Re: inconsistent PG -> unfound objects on an erasure coded system

Jeffrey McDonald <jmcdonal@xxxxxxx> · Mon, 7 Mar 2016 16:33:48 -0600

Hi Sam, 

I've done as you requested: 

pg 70.459 is active+clean+inconsistent, acting [307,210,273,191,132,450] 

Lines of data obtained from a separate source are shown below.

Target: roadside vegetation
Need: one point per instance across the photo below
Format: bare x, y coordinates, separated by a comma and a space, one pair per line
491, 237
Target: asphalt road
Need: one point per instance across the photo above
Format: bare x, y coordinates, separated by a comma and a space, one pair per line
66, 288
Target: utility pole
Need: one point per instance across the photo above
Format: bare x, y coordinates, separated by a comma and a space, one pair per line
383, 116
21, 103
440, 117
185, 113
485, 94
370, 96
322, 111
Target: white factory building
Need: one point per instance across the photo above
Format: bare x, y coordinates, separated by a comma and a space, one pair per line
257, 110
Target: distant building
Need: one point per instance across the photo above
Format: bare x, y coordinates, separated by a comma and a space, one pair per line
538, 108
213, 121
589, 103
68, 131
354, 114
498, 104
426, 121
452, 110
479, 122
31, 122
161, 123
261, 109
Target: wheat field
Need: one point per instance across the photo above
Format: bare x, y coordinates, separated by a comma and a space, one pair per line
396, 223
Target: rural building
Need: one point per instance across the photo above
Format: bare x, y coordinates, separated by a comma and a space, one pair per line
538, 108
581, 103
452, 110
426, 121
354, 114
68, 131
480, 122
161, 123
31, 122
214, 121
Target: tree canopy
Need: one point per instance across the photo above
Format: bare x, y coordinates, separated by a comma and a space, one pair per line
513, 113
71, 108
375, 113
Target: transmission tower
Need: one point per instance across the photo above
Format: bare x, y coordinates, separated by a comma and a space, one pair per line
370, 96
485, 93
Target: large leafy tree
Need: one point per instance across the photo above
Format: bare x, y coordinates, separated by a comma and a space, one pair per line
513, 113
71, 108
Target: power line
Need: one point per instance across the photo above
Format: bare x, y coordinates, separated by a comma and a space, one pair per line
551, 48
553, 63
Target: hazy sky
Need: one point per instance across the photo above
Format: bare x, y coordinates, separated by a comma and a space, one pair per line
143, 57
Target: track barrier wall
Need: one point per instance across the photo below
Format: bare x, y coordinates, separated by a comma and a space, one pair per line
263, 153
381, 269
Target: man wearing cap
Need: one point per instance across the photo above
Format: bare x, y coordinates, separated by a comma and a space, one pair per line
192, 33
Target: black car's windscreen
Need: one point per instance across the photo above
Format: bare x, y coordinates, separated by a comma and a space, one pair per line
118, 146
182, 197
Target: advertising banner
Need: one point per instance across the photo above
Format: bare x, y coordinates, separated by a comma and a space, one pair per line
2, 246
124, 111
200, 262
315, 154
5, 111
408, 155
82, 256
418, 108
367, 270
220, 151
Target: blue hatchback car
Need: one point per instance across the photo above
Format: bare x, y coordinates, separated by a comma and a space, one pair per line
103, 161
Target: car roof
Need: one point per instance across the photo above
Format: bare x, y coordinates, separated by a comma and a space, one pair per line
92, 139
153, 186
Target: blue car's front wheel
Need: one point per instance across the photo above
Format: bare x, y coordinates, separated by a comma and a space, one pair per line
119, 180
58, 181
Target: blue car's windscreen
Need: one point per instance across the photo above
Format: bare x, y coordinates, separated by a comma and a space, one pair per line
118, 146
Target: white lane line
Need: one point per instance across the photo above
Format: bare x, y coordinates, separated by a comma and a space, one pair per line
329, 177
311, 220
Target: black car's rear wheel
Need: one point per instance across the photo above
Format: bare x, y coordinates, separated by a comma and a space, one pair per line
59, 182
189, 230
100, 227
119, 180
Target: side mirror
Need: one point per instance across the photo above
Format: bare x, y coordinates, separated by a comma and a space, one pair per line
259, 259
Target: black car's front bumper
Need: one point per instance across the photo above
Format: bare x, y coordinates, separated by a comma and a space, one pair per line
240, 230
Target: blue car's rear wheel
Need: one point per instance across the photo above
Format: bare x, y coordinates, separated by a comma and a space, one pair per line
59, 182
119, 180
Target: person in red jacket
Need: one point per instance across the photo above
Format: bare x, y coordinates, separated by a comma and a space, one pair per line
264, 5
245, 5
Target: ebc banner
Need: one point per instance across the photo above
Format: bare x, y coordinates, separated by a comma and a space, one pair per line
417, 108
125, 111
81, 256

# for i in 307 210 273 191 132 450 ; do  
> ceph tell osd.$i injectargs  '--debug-osd 20 --debug-filestore 20 --debug-ms 1' 
> done 
debug_osd=20/20 debug_filestore=20/20 debug_ms=1/1  
debug_osd=20/20 debug_filestore=20/20 debug_ms=1/1  
debug_osd=20/20 debug_filestore=20/20 debug_ms=1/1  
debug_osd=20/20 debug_filestore=20/20 debug_ms=1/1  
debug_osd=20/20 debug_filestore=20/20 debug_ms=1/1  
debug_osd=20/20 debug_filestore=20/20 debug_ms=1/1  

# date  
Mon Mar  7 16:03:38 CST 2016 

# ceph pg deep-scrub 70.459  
instructing pg 70.459 on osd.307 to deep-scrub 

Scrub finished around 
# date 
Mon Mar  7 16:13:03 CST 2016 

I've tar'd+gziped the files which can be downloaded from here.   The logs start a minute or two after today at 16:00.    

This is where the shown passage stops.